In the experiment, 52 mainly junior software engineers with more than one year of Python experience, completed two coding tasks using the Trio library, used for aync and concurrent programming – a library none had used before. Half of the group were allowed to use AI assistance, and half were not. Following these tasks, participants were asked to complete a quiz with 14 questions designed to assess skills including debugging, code reading and comprehension, code writing, and conceptual understanding of the Trio library. No AI assistance was allowed for either group when completing the quiz.
The researchers used four pilot studies with different participants, before conducting the main study, in order to learn how to avoid issues including non-compliance (using AI despite being asked not to) and problems not relevant to the study, such as struggles with Python syntax.
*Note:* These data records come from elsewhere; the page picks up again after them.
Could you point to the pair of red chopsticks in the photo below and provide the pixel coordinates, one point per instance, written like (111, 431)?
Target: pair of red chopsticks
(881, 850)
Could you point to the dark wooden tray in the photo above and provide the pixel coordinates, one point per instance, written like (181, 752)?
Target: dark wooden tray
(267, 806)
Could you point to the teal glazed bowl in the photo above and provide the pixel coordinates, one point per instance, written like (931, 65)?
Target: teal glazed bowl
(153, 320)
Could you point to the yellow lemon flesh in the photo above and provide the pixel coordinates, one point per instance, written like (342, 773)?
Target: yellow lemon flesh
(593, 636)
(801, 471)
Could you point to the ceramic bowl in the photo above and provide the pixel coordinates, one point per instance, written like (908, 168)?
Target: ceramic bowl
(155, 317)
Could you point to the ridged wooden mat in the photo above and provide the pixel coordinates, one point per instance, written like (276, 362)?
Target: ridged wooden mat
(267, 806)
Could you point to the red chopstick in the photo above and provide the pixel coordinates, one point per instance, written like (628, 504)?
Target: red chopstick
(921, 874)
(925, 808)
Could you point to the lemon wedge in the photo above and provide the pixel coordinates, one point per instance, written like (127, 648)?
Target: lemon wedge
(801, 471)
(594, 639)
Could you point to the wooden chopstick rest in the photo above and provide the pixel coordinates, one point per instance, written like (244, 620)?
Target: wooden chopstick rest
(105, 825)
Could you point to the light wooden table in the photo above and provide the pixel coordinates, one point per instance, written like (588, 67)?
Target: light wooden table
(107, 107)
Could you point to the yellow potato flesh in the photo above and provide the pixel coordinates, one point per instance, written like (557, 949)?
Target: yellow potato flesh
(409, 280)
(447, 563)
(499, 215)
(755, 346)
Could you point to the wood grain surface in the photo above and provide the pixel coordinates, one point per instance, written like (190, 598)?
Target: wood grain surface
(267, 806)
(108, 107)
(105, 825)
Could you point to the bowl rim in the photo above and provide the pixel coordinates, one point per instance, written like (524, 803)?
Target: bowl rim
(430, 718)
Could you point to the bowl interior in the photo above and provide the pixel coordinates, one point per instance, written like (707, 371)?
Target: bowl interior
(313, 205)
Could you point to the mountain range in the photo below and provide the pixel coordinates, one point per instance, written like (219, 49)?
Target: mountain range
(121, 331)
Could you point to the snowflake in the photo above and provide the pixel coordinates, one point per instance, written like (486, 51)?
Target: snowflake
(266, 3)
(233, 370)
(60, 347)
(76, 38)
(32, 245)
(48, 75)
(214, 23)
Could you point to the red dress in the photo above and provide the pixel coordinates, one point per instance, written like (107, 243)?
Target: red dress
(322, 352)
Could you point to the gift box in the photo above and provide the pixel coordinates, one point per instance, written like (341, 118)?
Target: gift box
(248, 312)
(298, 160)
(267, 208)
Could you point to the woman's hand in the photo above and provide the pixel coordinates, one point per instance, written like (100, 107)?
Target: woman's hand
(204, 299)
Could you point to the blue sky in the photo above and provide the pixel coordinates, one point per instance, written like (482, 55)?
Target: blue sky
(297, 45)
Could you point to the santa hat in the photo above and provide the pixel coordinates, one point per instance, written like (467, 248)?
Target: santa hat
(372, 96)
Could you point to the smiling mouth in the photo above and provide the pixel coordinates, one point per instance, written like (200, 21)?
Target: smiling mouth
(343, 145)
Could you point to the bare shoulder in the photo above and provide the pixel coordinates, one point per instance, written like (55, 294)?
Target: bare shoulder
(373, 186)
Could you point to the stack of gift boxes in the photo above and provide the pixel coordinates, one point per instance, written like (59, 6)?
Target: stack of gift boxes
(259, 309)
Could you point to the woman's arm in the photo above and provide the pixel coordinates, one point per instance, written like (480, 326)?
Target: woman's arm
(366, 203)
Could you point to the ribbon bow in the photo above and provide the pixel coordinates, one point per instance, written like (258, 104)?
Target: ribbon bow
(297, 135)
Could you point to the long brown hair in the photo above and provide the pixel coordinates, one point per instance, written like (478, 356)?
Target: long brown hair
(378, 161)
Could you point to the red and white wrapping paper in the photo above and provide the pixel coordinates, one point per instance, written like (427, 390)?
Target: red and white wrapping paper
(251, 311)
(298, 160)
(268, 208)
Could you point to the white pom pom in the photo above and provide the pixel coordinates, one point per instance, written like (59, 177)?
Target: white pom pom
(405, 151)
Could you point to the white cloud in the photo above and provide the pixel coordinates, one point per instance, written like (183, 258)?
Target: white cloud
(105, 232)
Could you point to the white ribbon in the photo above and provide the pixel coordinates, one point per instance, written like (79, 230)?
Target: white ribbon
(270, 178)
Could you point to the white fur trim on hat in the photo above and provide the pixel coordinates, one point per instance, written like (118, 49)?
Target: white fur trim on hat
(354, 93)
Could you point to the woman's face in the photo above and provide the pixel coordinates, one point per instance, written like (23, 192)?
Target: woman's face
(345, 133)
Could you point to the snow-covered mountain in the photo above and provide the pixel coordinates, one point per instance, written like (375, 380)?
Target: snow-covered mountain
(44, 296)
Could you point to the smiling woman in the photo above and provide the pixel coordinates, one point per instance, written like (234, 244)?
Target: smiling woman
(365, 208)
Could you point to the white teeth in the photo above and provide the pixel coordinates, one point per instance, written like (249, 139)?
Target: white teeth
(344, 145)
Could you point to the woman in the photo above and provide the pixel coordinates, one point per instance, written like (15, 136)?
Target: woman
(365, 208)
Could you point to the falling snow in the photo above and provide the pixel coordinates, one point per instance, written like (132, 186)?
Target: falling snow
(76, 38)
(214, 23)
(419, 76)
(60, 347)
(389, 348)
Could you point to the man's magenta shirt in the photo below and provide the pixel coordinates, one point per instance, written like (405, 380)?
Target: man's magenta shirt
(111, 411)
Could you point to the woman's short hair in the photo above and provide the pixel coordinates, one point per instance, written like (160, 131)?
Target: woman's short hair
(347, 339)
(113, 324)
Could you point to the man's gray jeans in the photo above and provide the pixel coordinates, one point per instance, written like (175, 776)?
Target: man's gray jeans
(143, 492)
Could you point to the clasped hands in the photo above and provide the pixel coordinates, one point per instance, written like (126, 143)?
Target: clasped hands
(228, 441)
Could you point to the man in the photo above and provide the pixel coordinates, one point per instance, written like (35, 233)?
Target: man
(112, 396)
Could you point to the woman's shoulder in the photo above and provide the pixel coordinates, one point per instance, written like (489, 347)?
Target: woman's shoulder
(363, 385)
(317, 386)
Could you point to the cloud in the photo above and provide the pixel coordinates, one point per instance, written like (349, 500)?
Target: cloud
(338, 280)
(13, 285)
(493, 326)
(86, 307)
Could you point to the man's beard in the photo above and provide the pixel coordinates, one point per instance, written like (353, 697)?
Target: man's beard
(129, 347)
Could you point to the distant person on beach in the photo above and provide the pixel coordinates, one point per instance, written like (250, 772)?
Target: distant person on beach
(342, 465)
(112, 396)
The results of the study raise awkward questions for proponents of AI-assisted development. The first problem, according to the researchers, is that “contrary to previous work finding significant uplift or speedup of AI assistance for coding, our results do not show a significant improvement in productivity if we only look at the total completion time.” The reason was the time spent thinking about what to ask the AI to do and then in composing the queries.
The second problem is that the participants using AI scored significantly worse in the quiz than those not using AI, on average “a 17 percent score difference of 2 grade points.” The biggest difference, the researchers said, was in the debugging questions.
The research considered the question of whether agentic AI, where AI is given more autonomy to complete tasks, would improve productivity. The researchers think that it might, but that “the loss of knowledge is likely even greater in an agentic or autocomplete setting where composing queries is not required.”
All of this leads the researchers to the bleak conclusion that “as companies transition to more AI code writing with human supervision, humans may not possess the necessary skills to validate and debug AI-written code if their skill formation was inhibited by using AI in the first place.”
Anthropic has posted about the research and deserves credit for reporting on these negative results. The company does add that the study is only a first step, that the sample was small, and “there remain many unanswered questions.”
Regarding the lack of productivity gain, Anthropic noted its previous research showing a reduction in time taken to complete tasks by up to 80 percent, and suggested the difference was because in these earlier studies “participants already had the relevant skills.”
According to Anthropic, the research will help it design AI assistance such that it enables both higher productivity and the development of new skills. From this study though, it seems that moment has not yet arrived.